Environmental Enteropathy, a pervasive, chronic, subclinical gut inflammatory condition that usually develops within the first three years of life—when complementary foods are introduced—places children at high risk for stunting, malabsorption, and poor oral vaccine efficacy. Environmental Enteropathy is characterized by T-cell infiltrations of the intestinal mucosa leading to a chronic inflammatory state with increased intestinal permeability, translocation of gut microbes, micro- and macronutrient malabsorption, poor weight gain, stunted physical and cognitive development, frequent enteric infections, and decreased response to enteric vaccines. Basically, Environmental Enteropathy increases the burden of childhood malnutrition.

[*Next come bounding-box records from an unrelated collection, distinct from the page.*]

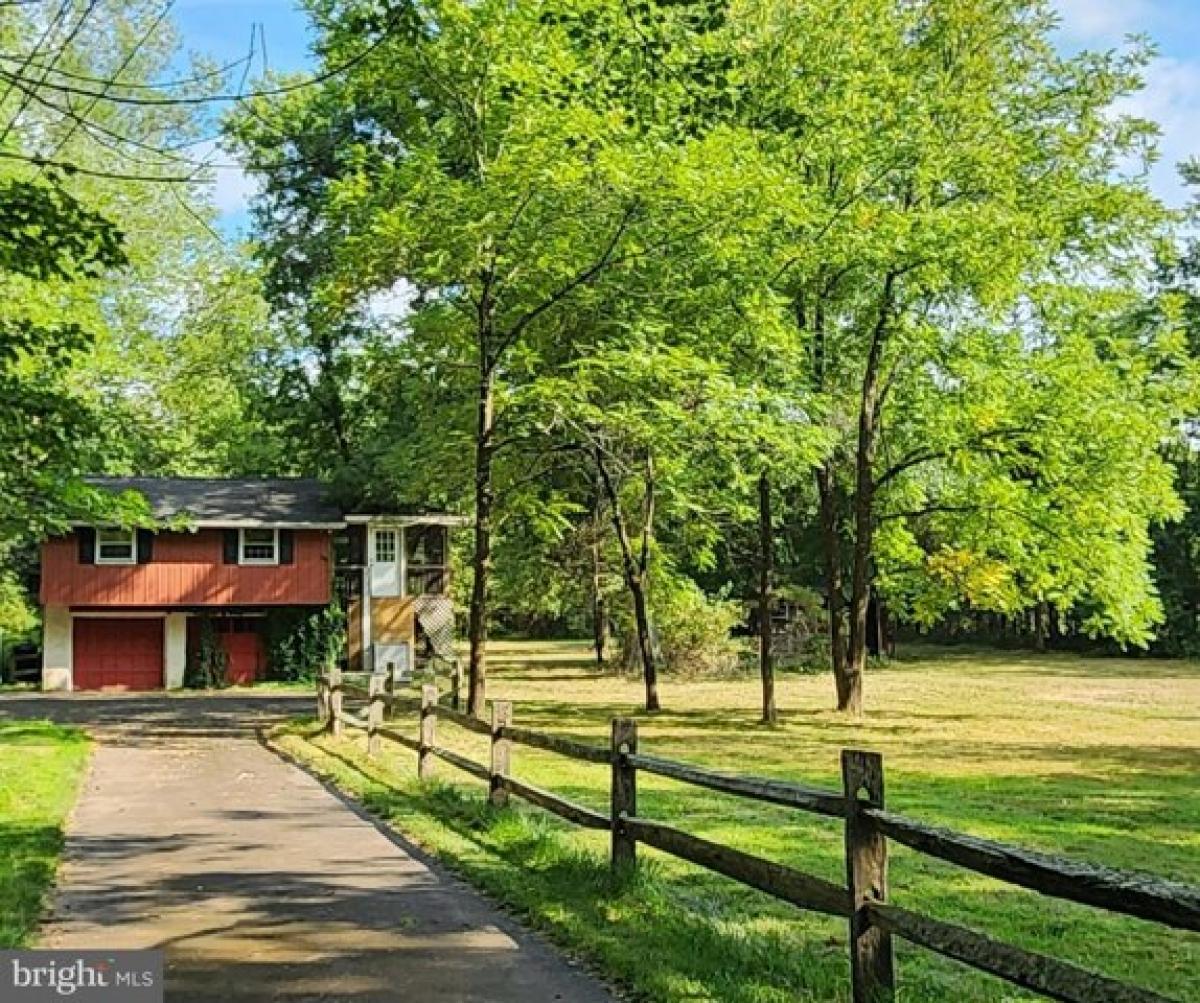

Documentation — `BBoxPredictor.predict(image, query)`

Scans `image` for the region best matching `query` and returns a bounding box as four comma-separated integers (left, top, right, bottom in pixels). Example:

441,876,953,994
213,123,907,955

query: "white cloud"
187,142,258,224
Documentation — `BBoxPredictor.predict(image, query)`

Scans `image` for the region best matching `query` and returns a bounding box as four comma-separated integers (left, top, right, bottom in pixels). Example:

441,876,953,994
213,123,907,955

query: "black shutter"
346,525,367,567
76,525,96,564
138,529,154,564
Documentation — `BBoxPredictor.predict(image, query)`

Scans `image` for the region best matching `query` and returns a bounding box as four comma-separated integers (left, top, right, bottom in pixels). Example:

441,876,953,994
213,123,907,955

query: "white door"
371,529,400,595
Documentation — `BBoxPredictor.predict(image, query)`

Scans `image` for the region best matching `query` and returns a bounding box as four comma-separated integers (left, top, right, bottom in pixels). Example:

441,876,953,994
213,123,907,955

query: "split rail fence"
317,672,1200,1003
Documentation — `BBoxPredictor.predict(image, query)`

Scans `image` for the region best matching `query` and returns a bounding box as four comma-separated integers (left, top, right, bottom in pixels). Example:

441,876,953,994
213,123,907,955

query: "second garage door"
72,618,162,690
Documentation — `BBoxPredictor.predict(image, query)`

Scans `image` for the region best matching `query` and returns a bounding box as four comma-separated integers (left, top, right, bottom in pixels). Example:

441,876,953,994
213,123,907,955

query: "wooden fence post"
611,717,637,872
317,672,329,728
367,675,386,758
841,749,895,1003
488,699,512,807
329,668,342,738
416,686,438,780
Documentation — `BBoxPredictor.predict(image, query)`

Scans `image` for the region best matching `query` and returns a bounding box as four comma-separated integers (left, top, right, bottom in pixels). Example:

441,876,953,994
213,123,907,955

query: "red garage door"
72,618,162,690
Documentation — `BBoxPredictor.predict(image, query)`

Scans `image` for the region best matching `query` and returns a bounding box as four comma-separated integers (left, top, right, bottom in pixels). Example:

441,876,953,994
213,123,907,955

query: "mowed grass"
278,643,1200,1003
0,721,88,948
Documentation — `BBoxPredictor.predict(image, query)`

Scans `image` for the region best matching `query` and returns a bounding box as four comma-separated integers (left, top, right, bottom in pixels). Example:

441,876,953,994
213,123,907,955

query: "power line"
0,9,405,108
0,0,71,143
0,48,257,90
50,0,175,157
0,0,100,139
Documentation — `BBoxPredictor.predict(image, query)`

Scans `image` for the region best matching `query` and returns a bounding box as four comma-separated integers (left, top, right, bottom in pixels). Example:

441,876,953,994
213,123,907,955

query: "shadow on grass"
290,729,1200,1003
0,822,64,949
300,735,847,1003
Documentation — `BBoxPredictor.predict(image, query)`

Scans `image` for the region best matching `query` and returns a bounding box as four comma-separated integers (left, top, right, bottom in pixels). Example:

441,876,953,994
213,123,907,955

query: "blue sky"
174,0,1200,230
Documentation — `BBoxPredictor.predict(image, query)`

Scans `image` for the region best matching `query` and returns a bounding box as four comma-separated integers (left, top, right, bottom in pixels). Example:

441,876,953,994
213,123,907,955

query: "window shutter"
76,525,96,564
138,529,154,564
280,529,295,564
346,525,367,567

Researchers plan to conduct two randomized, controlled clinical trials to determine if common beans or cowpeas improve growth, ameliorate EE, and alter the intestinal microbiome during this high-risk period.

The first study involves 6–11-month-old children who will receive common beans, cowpeas, or standard local complementary foods for six months. Anthropometry will be compared among the three groups. EE will be assessed using a urine dual-sugar absorption test and by quantifying human intestinal mRNA for inflammatory messages and the intestinal microbiota characterized by deep sequencing of fecal DNA to enumerate the host microbial populations and their metabolic capacity.

The second randomized, controlled trial will enroll 12–35-month-old children and follow them for twelve months; each subject will receive dietary interventions, either legume-based or control. Anthropometric, host inflammatory, and gut microbiota analyses will be conducted similar to the first study.

By amalgamating the power of the clinical trial and advanced biological analyses, researchers plan to elucidate the potential of legumes to have a major impact on child health in sub-Saharan Africa.